Não tem cabimento STF intervir no preço cobrado por cemitérios
Por Editorial / O GLOBO
O ministro Flávio Dino, do Supremo Tribunal Federal (STF), determinou que a Prefeitura de São Paulo volte a cobrar por serviços funerários valores iguais aos anteriores à concessão dos cemitérios, em 2023, corrigidos pela inflação. A liminar atendeu parcialmente a pedido do PCdoB numa ação que questiona a privatização dos cemitérios na cidade. O plenário deveria rever a decisão.
Dino argumenta que ela visa a evitar danos “em face de um serviço público aparentemente em desacordo com direitos fundamentais e com valores morais básicos”. Nas palavras dele, apesar de a privatização dos serviços objetivar a modernização, “o caminho trilhado até agora possui fortes indícios de geração sistêmica de graves violações a diversos preceitos fundamentais”. Cita a dignidade humana e a manutenção de serviço público adequado e acessível.

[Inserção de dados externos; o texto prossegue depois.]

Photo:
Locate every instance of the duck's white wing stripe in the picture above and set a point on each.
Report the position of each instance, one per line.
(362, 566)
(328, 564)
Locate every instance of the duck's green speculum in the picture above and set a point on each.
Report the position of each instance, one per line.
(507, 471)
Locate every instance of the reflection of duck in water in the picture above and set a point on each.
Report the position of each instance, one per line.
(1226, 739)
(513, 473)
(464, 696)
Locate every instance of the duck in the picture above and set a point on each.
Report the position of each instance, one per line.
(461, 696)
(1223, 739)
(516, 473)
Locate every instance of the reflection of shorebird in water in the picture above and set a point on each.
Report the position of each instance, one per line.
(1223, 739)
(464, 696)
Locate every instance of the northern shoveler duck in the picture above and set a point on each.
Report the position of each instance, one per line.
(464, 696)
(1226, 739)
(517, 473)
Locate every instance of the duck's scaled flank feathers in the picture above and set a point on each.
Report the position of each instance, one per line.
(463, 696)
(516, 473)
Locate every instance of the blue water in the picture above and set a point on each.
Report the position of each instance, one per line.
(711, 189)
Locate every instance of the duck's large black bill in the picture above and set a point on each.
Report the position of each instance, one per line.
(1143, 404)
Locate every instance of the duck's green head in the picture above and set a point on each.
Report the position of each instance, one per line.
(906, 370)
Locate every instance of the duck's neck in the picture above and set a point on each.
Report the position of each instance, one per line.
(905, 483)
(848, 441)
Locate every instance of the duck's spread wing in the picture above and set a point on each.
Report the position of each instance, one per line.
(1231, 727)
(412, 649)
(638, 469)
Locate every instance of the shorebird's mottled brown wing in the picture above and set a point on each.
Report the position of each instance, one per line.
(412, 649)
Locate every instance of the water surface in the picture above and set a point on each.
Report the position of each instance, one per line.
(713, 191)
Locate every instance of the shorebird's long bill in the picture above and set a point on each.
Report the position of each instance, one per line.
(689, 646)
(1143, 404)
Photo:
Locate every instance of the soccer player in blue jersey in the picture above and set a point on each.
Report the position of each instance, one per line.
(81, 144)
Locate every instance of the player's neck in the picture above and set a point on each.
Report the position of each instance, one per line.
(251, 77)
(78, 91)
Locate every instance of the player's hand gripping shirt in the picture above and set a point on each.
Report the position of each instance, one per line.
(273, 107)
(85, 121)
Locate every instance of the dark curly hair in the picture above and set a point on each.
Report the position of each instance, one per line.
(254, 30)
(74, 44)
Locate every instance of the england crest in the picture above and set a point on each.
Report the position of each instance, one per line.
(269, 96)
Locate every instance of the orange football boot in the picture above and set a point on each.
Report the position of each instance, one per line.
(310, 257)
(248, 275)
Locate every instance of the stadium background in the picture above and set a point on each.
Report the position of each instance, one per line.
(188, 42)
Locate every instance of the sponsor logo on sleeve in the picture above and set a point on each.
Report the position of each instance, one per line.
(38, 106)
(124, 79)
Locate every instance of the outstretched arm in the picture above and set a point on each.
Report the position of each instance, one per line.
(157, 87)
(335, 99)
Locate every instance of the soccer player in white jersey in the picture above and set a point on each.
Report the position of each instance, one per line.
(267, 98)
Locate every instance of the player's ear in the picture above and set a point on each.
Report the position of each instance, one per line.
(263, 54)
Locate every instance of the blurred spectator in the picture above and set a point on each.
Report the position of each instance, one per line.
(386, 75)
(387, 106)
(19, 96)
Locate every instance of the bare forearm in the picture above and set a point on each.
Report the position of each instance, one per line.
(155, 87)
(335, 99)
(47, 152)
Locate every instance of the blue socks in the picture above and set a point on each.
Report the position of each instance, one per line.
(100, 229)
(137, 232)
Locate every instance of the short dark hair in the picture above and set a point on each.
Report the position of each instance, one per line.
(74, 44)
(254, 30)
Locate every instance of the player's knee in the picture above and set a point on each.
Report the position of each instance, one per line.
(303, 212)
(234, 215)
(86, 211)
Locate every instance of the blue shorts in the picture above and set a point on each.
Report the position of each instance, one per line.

Ainda que provisória, a decisão causa estranheza. A bem-sucedida concessão dos serviços funerários foi feita dentro das regras estabelecidas pela lei aprovada democraticamente na Câmara de Vereadores. E a prefeitura tem autonomia para conceder os serviços que bem entender, com o objetivo de dar mais eficiência a um setor abandonado, melhorando as condições dos cemitérios e o atendimento à população. É verdade que existem queixas, mas os preços seguem a lei. Tais questões não exigem interferência do Judiciário.
A despeito da intenção, a decisão pode ter efeito contrário para a população de baixa renda. Segundo a prefeitura paulistana, ela elimina o desconto de 25% garantido pelas novas regras a funerais sociais. Famílias em situação de pobreza já usufruem gratuidade. “A medida é um retrocesso às ações adotadas pela administração para atender os mais pobres”, afirma a prefeitura.
Não é a primeira vez que uma decisão de Dino gera controvérsia. No fim de outubro, ele mandou retirar de circulação e destruir o estoque de quatro livros jurídicos que continham passagens com conteúdo homofóbico e preconceituoso. Alguns trechos eram repugnantes, mas a decisão deveria caber às instituições pedagógicas. Não é tarefa do STF editar conteúdo de livros.
A concessão de cemitérios tem sido uma tendência no país. No Rio, eles foram transferidos em 2013, resultando em mais vagas e melhorias na conservação. Em Belo Horizonte e Manaus, convivem modelos públicos e privados. Salvador iniciou estudos no ano passado para privatizá-los. A Prefeitura de São Paulo agiu corretamente ao concedê-los. “A gente percebeu que houve melhoria na zeladoria e até na segurança”, disse ao GLOBO a historiadora Viviane Comunale, que atua num projeto de visitas a cemitérios.
Entende-se que, dadas suas atribuições constitucionais, o Supremo seja demandado a dirimir toda sorte de conflito. Mas não é razoável que se ocupe de quanto cobram os cemitérios de São Paulo ou de qualquer outra cidade. Queixas contra preços hão de existir numa infinidade de serviços. Devem ser resolvidas de acordo com as normas estabelecidas nos contratos. Não faz sentido o STF agir como agência reguladora de cemitérios.